Just iterate over the two lists and add them up bitwise. If there are any carries, note them down and add them to them in the next iteration.

Because this problem gives the direct is the reverse order of the number, so the direct order of the front and back iteration is good, there is no slippery.

public ListNode addTwoNumbers(ListNode l1, ListNode l2) {
    ListNode pre = new ListNode(0);
    ListNode curr = pre;
    // Define the carry
    int carry = 0;
    while(l1 ! =null|| l2 ! =null) {
        intx = (l1 ! =null)? l1.val :0;
        inty = (l2 ! =null)? l2.val :0;
        int sum = x + y + carry;
        // carry flag
        carry = sum / 10;
        // Construct the next node
        curr.next = new ListNode(sum % 10);
        // Point to the next node
        curr = curr.next;
        if(l1 ! =null) l1 = l1.next;
        if(l2 ! =null) l2 = l2.next;
    }
    if (carry > 0) {
        curr.next = new ListNode(carry);
    }
    return pre.next;
}
Copy the code

The only thing to notice in this scheme is that we define a header pre, and why we define pre, because when we do the next iteration, we need to move the pointer, and if we don’t have the pre, we can’t move the pointer during the next iteration.

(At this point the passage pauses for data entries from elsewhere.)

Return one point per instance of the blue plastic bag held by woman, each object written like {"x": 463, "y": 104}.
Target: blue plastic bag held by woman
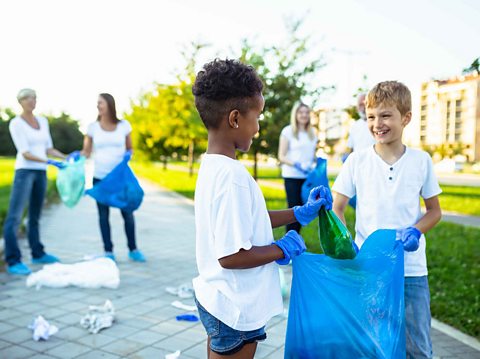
{"x": 351, "y": 308}
{"x": 315, "y": 178}
{"x": 71, "y": 182}
{"x": 119, "y": 189}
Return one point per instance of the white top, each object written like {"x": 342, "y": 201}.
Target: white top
{"x": 109, "y": 146}
{"x": 301, "y": 149}
{"x": 388, "y": 196}
{"x": 28, "y": 139}
{"x": 230, "y": 215}
{"x": 359, "y": 136}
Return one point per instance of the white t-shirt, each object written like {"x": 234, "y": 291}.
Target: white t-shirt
{"x": 231, "y": 214}
{"x": 28, "y": 139}
{"x": 301, "y": 149}
{"x": 388, "y": 196}
{"x": 109, "y": 146}
{"x": 359, "y": 136}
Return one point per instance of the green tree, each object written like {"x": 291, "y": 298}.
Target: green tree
{"x": 66, "y": 136}
{"x": 474, "y": 67}
{"x": 166, "y": 120}
{"x": 7, "y": 148}
{"x": 286, "y": 70}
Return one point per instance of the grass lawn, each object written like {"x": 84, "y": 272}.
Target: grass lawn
{"x": 453, "y": 251}
{"x": 7, "y": 172}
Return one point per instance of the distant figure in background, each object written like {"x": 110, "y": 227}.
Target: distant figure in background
{"x": 296, "y": 154}
{"x": 110, "y": 139}
{"x": 32, "y": 139}
{"x": 359, "y": 136}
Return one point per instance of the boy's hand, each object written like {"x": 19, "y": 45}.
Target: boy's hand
{"x": 410, "y": 238}
{"x": 292, "y": 245}
{"x": 319, "y": 196}
{"x": 298, "y": 166}
{"x": 57, "y": 164}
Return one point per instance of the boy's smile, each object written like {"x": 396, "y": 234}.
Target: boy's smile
{"x": 386, "y": 124}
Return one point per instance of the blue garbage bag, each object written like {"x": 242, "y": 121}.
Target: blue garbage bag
{"x": 315, "y": 178}
{"x": 71, "y": 182}
{"x": 120, "y": 188}
{"x": 351, "y": 308}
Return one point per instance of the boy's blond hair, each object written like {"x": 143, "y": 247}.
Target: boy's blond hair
{"x": 390, "y": 93}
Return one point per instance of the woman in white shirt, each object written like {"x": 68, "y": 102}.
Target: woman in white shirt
{"x": 296, "y": 154}
{"x": 31, "y": 136}
{"x": 110, "y": 139}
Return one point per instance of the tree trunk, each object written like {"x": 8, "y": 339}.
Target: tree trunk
{"x": 191, "y": 147}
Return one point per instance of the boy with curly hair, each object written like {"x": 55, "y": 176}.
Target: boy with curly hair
{"x": 238, "y": 288}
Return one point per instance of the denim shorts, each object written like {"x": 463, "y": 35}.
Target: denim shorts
{"x": 223, "y": 339}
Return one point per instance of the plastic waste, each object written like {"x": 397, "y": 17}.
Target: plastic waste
{"x": 315, "y": 178}
{"x": 347, "y": 309}
{"x": 42, "y": 329}
{"x": 71, "y": 182}
{"x": 119, "y": 189}
{"x": 335, "y": 239}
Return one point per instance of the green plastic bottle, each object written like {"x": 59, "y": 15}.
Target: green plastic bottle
{"x": 335, "y": 239}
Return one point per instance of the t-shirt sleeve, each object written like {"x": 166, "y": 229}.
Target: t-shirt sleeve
{"x": 48, "y": 134}
{"x": 345, "y": 182}
{"x": 350, "y": 137}
{"x": 91, "y": 130}
{"x": 430, "y": 186}
{"x": 127, "y": 127}
{"x": 19, "y": 138}
{"x": 232, "y": 221}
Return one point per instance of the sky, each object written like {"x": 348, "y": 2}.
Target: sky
{"x": 70, "y": 51}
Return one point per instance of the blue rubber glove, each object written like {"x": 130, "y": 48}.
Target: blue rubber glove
{"x": 128, "y": 155}
{"x": 410, "y": 238}
{"x": 318, "y": 197}
{"x": 292, "y": 245}
{"x": 73, "y": 157}
{"x": 298, "y": 167}
{"x": 57, "y": 164}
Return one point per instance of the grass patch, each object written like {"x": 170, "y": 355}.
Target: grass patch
{"x": 453, "y": 251}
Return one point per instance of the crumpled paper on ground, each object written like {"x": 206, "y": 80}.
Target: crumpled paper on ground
{"x": 42, "y": 329}
{"x": 98, "y": 317}
{"x": 100, "y": 272}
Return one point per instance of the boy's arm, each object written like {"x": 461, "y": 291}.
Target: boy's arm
{"x": 432, "y": 215}
{"x": 254, "y": 257}
{"x": 282, "y": 217}
{"x": 339, "y": 204}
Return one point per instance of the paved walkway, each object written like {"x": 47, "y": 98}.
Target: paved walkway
{"x": 145, "y": 325}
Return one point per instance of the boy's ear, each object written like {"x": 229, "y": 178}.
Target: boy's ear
{"x": 407, "y": 118}
{"x": 233, "y": 117}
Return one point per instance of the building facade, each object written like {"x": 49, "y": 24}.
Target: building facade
{"x": 450, "y": 116}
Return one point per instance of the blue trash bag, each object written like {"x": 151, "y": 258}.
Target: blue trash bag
{"x": 315, "y": 178}
{"x": 71, "y": 182}
{"x": 120, "y": 189}
{"x": 351, "y": 308}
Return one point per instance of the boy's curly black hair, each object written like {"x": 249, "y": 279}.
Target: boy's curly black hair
{"x": 222, "y": 86}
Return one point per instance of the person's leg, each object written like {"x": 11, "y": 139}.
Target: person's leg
{"x": 418, "y": 318}
{"x": 247, "y": 352}
{"x": 22, "y": 187}
{"x": 37, "y": 197}
{"x": 293, "y": 188}
{"x": 129, "y": 222}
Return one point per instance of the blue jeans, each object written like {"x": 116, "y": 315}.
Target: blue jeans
{"x": 129, "y": 222}
{"x": 223, "y": 339}
{"x": 29, "y": 186}
{"x": 293, "y": 188}
{"x": 418, "y": 318}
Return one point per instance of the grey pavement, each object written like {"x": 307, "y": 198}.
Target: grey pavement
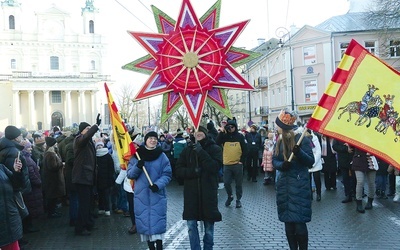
{"x": 254, "y": 226}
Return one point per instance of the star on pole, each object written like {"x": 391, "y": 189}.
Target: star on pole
{"x": 191, "y": 61}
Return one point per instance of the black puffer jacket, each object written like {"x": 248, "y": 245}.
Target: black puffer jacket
{"x": 8, "y": 152}
{"x": 200, "y": 173}
{"x": 11, "y": 224}
{"x": 85, "y": 167}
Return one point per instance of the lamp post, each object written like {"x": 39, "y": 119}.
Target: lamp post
{"x": 282, "y": 32}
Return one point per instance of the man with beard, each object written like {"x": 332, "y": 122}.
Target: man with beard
{"x": 234, "y": 154}
{"x": 199, "y": 165}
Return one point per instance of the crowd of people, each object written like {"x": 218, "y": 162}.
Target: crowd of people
{"x": 81, "y": 169}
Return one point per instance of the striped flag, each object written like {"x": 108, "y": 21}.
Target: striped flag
{"x": 122, "y": 140}
{"x": 361, "y": 105}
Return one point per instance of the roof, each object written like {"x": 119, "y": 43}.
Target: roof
{"x": 353, "y": 21}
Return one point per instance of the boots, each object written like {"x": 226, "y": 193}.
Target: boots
{"x": 369, "y": 204}
{"x": 360, "y": 209}
{"x": 302, "y": 241}
{"x": 347, "y": 199}
{"x": 292, "y": 241}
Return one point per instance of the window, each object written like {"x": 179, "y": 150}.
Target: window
{"x": 92, "y": 65}
{"x": 343, "y": 47}
{"x": 55, "y": 96}
{"x": 309, "y": 55}
{"x": 54, "y": 64}
{"x": 11, "y": 22}
{"x": 91, "y": 26}
{"x": 311, "y": 91}
{"x": 13, "y": 64}
{"x": 394, "y": 47}
{"x": 370, "y": 46}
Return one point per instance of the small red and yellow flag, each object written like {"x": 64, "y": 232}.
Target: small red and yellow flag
{"x": 122, "y": 139}
{"x": 361, "y": 105}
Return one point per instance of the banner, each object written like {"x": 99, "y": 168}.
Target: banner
{"x": 359, "y": 107}
{"x": 122, "y": 140}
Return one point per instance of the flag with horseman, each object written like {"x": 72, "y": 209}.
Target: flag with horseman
{"x": 361, "y": 105}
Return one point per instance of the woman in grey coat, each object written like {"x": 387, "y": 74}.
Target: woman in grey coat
{"x": 293, "y": 191}
{"x": 11, "y": 226}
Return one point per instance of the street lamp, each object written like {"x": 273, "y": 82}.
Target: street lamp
{"x": 282, "y": 32}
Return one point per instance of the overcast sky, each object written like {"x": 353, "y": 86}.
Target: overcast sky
{"x": 265, "y": 15}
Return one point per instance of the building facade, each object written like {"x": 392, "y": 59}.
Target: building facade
{"x": 49, "y": 75}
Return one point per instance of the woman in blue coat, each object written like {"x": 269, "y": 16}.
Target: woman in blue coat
{"x": 293, "y": 191}
{"x": 150, "y": 200}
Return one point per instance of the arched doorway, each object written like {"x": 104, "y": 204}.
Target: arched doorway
{"x": 57, "y": 120}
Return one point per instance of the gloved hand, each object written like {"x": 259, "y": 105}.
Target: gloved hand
{"x": 140, "y": 164}
{"x": 296, "y": 149}
{"x": 98, "y": 120}
{"x": 197, "y": 147}
{"x": 154, "y": 188}
{"x": 286, "y": 165}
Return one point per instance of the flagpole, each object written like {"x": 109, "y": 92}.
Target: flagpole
{"x": 298, "y": 143}
{"x": 145, "y": 171}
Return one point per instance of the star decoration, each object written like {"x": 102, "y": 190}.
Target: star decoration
{"x": 191, "y": 61}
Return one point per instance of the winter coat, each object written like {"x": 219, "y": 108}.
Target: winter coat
{"x": 105, "y": 169}
{"x": 54, "y": 183}
{"x": 11, "y": 223}
{"x": 344, "y": 157}
{"x": 8, "y": 152}
{"x": 360, "y": 161}
{"x": 329, "y": 164}
{"x": 85, "y": 169}
{"x": 293, "y": 191}
{"x": 229, "y": 143}
{"x": 317, "y": 166}
{"x": 267, "y": 160}
{"x": 69, "y": 165}
{"x": 254, "y": 143}
{"x": 34, "y": 199}
{"x": 150, "y": 207}
{"x": 200, "y": 173}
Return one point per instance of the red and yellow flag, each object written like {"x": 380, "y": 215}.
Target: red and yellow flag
{"x": 361, "y": 105}
{"x": 122, "y": 139}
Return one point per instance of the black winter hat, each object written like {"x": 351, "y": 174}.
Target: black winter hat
{"x": 203, "y": 129}
{"x": 11, "y": 132}
{"x": 50, "y": 141}
{"x": 150, "y": 134}
{"x": 83, "y": 125}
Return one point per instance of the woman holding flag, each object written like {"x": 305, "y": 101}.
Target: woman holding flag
{"x": 293, "y": 191}
{"x": 152, "y": 172}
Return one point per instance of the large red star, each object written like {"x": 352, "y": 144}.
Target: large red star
{"x": 191, "y": 61}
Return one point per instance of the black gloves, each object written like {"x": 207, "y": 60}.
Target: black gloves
{"x": 140, "y": 164}
{"x": 154, "y": 188}
{"x": 286, "y": 165}
{"x": 296, "y": 149}
{"x": 98, "y": 120}
{"x": 197, "y": 147}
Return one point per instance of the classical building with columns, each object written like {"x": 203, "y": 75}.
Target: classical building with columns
{"x": 50, "y": 75}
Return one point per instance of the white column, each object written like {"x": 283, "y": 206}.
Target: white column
{"x": 31, "y": 110}
{"x": 67, "y": 111}
{"x": 94, "y": 107}
{"x": 46, "y": 110}
{"x": 16, "y": 109}
{"x": 82, "y": 106}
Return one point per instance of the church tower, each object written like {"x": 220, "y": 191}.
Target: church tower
{"x": 89, "y": 17}
{"x": 11, "y": 15}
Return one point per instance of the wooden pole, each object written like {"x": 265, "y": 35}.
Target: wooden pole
{"x": 298, "y": 143}
{"x": 145, "y": 171}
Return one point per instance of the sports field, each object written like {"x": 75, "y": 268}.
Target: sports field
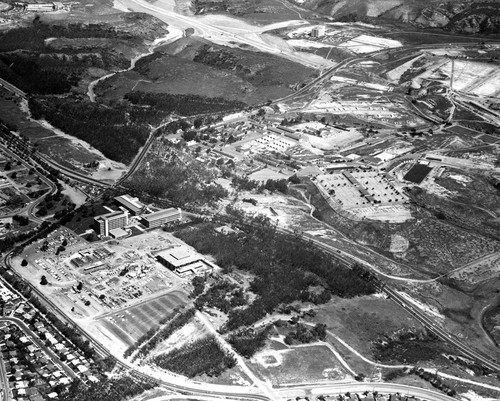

And THEN I looked at the answer, and I found that this was the only solution, and the rest were variations of this solution, either defining two other data structures, like queues, iterating through the queue, putting the data in the queue, and then iterating through the queue.

There is also the problem of iterating the linked list first, making the two integers into int directly, then adding them up, and finally iterating the number into the linked list. However, in this scheme, we need to consider the problem of type overflow, perhaps making the type of double or long, and also pay attention to the accuracy problem during calculation.